Bacterial resistance to toxic metals determined by extrachromosomal R factors

Bacterial resistance to toxic heavy metal ions is generally controlled by genes on extrachromosomal resistance (R) factors that also house the genes conferring resistance to antibiotics. These R factors can be mobilized from cell to cell by direct conjugation and thus afford a rapid mechanism for changing a population of microorganisms that is predominantly sensitive to antibiotics and toxic ions to a population that is predominantly resistant. After a brief review of the structure, function, genetics, and transfer of R factors, we shall consider the mechanisms of resistance to mercury and cadmium cations - determined by separate R factor genes. Resistance to both inorganic mercury and organomercurials results from the synthesis of intracellular enzymes that reduce Hg(II) or mercury in organomercurials to metallic Hg(O), which is volatile and lost from the system, allowing growth of the resistant bacteria.
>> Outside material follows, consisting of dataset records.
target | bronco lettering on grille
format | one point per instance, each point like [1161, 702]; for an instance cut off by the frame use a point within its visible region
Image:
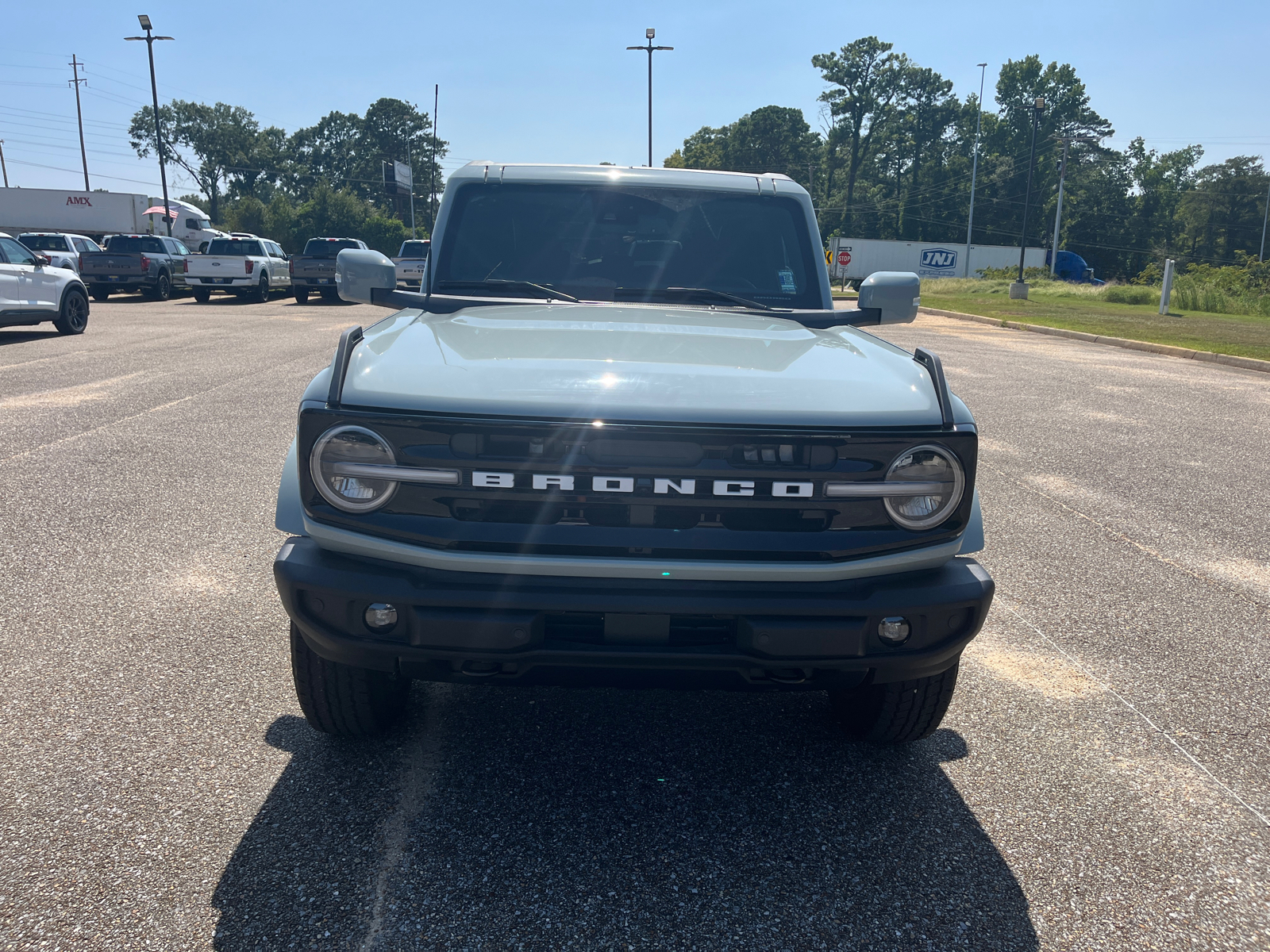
[560, 482]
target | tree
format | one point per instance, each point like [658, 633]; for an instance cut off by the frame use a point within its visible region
[772, 139]
[867, 76]
[211, 143]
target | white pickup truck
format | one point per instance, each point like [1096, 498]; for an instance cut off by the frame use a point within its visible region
[247, 266]
[410, 262]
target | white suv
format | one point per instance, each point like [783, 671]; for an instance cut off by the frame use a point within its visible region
[33, 291]
[61, 249]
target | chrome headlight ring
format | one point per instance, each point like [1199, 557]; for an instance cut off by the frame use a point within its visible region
[356, 450]
[927, 509]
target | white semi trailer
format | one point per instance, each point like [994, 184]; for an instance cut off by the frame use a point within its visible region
[97, 213]
[855, 259]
The genetic control and enzymatic basis of mercury(ial) resistance has been studied in some detail in Enterobacteriaceae such as Escherichia coli and in pseudomonads from soil, water, and clinical sources. The mechanism of cadmium resistance involves a decrease in cellular uptake by the resistant bacterial strains. No chemical transformation of cadmium by resistant bacteria has been found. Other toxic heavy metal resistances [AsO₄^3-, AsO₂^3-, Bi³⁺, Co²⁺, Pb²⁺, Sb³⁺, Ni²⁺, and Ag⁺] are also determined by R factor genes or sometimes by chromosomal genes.